IN COLLABORATION with the consumer insights panel and KPMG, YouGov has published findings which explore the nature of an ageing population and the effect this could have on businesses.
The report reveals it is high time businesses focused on the increasingly lucrative mature market. The image of older consumers should be reconsidered as should the way businesses represent them.
With mortgages paid off and children gone, seniors are now far wealthier than their predecessors. What’s more, they’re keen to spend. Six in 10 of those over 70 feel positive about their finances, as opposed to a third of those under 50.
Forty-two per cent of the same group feel positive about the money they have to buy luxuries, compared to 29 per cent of 20-49 year olds.
Advertisers could well benefit from giving more thought on how to appeal to older consumers. The under-40s is the only age group to feel they are well-reflected in TV advertising. Thirty-eight per cent of 50-69 year olds agree that you don’t often see people their age in ads.
Older people can invest time, effort and money into purchase decisions. It is an outdated and lazy to suggest older customers will struggle with technology. Tablet ownership is higher among the over-55s than the under-55s. Crucially, 86 per cent of over-55s regularly shop online while over a third of those over 70 use online methods to research food or other products.

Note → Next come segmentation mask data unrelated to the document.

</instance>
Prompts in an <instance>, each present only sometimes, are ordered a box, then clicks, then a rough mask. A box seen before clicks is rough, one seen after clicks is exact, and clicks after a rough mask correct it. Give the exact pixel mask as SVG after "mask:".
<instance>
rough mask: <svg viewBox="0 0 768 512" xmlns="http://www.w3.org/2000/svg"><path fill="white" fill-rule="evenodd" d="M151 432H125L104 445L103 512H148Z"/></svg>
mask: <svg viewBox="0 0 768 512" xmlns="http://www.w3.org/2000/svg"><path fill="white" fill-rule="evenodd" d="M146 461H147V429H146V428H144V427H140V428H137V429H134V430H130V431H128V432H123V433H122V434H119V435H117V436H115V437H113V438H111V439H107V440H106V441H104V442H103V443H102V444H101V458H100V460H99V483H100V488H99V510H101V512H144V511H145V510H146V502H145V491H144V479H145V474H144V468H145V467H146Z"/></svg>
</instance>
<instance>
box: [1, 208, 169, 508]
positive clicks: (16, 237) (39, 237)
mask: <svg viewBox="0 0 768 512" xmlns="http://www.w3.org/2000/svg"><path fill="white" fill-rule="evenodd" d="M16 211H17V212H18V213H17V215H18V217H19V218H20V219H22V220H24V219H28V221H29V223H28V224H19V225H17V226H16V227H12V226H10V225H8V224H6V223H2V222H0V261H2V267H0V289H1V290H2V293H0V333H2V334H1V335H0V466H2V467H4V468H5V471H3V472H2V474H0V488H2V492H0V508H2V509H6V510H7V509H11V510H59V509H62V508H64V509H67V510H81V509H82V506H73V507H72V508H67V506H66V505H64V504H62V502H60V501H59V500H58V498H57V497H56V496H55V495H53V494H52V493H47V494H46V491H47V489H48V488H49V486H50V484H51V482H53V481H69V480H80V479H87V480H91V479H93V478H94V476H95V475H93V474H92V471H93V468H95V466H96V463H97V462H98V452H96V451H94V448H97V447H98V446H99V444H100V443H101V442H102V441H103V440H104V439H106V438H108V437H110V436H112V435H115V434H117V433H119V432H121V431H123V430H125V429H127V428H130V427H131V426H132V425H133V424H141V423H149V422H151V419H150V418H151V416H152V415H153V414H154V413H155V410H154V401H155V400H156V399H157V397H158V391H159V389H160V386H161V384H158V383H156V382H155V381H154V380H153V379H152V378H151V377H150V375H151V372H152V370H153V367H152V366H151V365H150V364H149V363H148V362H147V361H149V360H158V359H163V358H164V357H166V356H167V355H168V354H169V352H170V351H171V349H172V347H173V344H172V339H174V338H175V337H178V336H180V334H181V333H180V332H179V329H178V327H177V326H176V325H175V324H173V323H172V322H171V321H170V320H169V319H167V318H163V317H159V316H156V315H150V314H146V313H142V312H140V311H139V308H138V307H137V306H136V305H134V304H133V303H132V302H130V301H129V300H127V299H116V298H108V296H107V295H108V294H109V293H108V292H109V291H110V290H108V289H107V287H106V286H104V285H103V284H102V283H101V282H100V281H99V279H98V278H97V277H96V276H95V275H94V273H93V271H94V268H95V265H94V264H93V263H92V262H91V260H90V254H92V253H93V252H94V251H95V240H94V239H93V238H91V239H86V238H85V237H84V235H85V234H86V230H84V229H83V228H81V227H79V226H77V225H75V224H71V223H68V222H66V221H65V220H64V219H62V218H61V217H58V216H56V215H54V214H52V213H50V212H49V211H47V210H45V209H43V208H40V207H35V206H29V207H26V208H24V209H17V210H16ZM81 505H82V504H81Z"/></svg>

The research highlights a major issue in the way older consumers are represented. Portraying older consumers in advertising to promote everyday products would be a welcome change, instead of products aimed specifically at them.
How consumer-focused businesses react to this opportunity will help shape their success or otherwise in the years ahead. Businesses need to adopt a coherent strategy across a variety of channels, including digital, in order to capitalise and appeal clearly to the older market.